A cancerous growth arising from the ovary. Symptoms are frequently very subtle early on and may include: bloating, pelvic pain, difficulty eating and frequent urination, and are easily confused with other illnesses - Wikipedia
"We're extremely excited about this," said Jim Petrik, a professor in U of G's Department of Biomedical Sciences who conducted the research with PhD student Nicole Campbell. "It has the potential, particularly in ovarian cancer, to have a significant impact."
Their findings will appear in Molecular Cancer Therapeutics, published by the American Association for Cancer Research.
Ovarian cancer is the most lethal gynecological cancer.
Its symptoms, which include nausea, bloating and abdominal pain, are vague and can be attributed to a number of ailments.
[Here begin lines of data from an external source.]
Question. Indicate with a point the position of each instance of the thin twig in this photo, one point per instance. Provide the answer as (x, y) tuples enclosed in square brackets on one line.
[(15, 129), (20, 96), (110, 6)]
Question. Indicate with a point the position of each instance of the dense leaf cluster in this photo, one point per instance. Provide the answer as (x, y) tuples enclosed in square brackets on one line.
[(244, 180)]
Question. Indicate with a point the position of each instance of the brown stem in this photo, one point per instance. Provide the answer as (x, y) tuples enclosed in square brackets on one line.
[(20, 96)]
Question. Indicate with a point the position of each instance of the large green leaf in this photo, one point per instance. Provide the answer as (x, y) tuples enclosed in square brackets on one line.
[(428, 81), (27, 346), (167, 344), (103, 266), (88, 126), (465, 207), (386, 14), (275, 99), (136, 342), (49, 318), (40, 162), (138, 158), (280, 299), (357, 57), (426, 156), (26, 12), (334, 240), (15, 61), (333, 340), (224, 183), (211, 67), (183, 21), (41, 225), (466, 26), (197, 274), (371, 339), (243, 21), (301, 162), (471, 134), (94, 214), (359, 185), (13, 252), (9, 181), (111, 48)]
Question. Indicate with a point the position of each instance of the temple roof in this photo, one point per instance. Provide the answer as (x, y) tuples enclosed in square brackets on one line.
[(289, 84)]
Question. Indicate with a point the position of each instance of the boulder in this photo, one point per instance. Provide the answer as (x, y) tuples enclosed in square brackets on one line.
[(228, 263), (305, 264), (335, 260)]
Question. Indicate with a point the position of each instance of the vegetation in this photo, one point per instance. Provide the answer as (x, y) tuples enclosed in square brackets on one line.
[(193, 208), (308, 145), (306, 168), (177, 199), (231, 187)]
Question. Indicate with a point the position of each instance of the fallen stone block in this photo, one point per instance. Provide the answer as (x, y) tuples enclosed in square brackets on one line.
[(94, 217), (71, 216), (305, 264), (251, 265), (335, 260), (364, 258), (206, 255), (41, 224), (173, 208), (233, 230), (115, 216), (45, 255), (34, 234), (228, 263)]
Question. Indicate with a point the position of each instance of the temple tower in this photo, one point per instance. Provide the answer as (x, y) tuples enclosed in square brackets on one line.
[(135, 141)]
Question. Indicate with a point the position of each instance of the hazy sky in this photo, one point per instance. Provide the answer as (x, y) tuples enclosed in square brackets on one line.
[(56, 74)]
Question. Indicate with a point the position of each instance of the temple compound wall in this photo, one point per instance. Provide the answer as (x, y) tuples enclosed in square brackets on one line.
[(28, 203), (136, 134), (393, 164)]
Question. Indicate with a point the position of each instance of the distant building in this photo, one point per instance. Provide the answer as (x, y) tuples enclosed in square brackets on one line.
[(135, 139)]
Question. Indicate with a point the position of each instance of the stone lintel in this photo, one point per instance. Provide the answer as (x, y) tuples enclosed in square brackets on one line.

Often the disease remains undetected until it's well advanced, when the odds of survival are poor. "It's called the silent killer because it really does sneak up on you," Petrik said.
He and Campbell discovered that ABT-898, a peptide derived from the thrombospondin molecule, shrinks established late-stage tumors in mouse models of ovarian cancer. In addition to regressing tumors, ABT-898 essentially prunes dysfunctional blood vessels in the tumor while leaving healthy vessels intact.
Petrik explains that chemotherapy treatment relies on blood vessels to transport tumor-fighting drugs. But abnormal blood vessels inside tumors make drug delivery inefficient.
"This new treatment enhances the ability to deliver chemotherapy drugs inside of the tumor where they need to go. So in combination with chemotherapy, it has fantastic potential."
Besides shrinking tumors, ABT-898 improves survival rates because cancer cells do not have time to adapt to the treatment.
"This is crucial. Women tend to succumb to ovarian cancer because the inefficient delivery of chemotherapy drugs allows the cells to build up resistance and they no longer respond to treatment," Petrik said.
More efficient drug delivery also means doctors can administer lower amounts, alleviating many of the side effects of chemotherapy. As well, said Petrik, "this is a naturally occurring protein that we are exploiting; we are not making anything synthetic."
He hopes the research will lead to human trials and, ultimately, to the development of targeted cancer therapies.
Petrik has studied ovarian cancer for more than a decade, especially regulation of growth factors and formation of blood vessels in the ovary. A U of G faculty member since 2001, he teaches physiology and anatomy at the Ontario Veterinary College.
This latest discovery was possible because Petrik's laboratory had developed a model in which cancer cells are injected directly into healthy mouse ovaries. Ovarian cancer spontaneously occurs in about two months, allowing U of G researchers to follow tumor progression.
Most researchers rely on artificially cultured clumps of cells and immunocompromised mice that poorly mimic disease progression in normal animals.
"It provides us with a tool to ask questions like this and look at interventions such as this in a way that is far more relevant to the human disease," Petrik said.